The configuration is still external, because it is outside where you define which implementation is going to be injected. Inside the class, you just hardcode the "name" of something the class depends on (which is ok, because this dependency is inherent to the class).
This said, you can use XML to override the annotations of your code for the tests execution (you would have a specific XML application context for your tests) and specify which implementation you will inject.
Therefore, you don't need to change your code to run the tests. Take a look to this answer.
Well that's correct. Annotations are configuration inside the source code. Mainly intended when you have one class for each service. If you have more than one implementation for a particular interface, then XML will be a better option. Also you can mix XML configutation with annotations.
The conventional way, that I heard last time from DI camp, is that in unit tests, you shouldn't use the DI framework. Rather, simply instantiate mock service yourself and set it to the host object
test()
PersonController contr = new PersonController();
contr.personService = new TestPersonService();
// testing contr
This was hailed as the first and major achievement of DI, much to the puzzlement of people (like me) who don't get it. See my previous criticisms: advantage of using applicationcontext.getbean vs #configurable
If the DI supporters in this thread reflect the new trend in DI camp, they no longer do unit tests that way; instead tests depend on DI too, with a test specific DI config. Then it's really no different from service locator pattern. If the major feature of DI is moot, then what's the point?
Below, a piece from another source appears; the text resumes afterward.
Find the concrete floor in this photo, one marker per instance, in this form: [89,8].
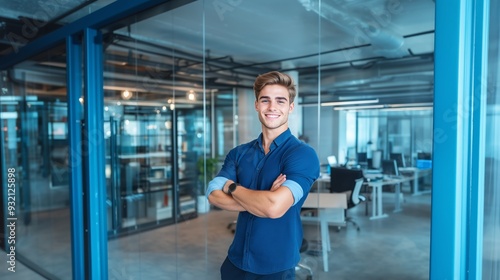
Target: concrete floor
[396,247]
Your controller class perfectly illustrated that. It cannot be used outside Spring DI framework as a POJO. There's nothing POJO about it. And nobody cares, rightfully. Same thing if your class depends on a service locator framework.
There are other features provided by Spring beans framework, none of them depends on DI; they can be implemented in a service locator framework just as well. Many people when defending DI the design pattern, are actually defending Spring the entire stack. You can actually use Spring as a service locator framework; Spring will not advertise this now, it's a blow to its main hype point; but it will once the hype weakens and it must appeal to the doubters.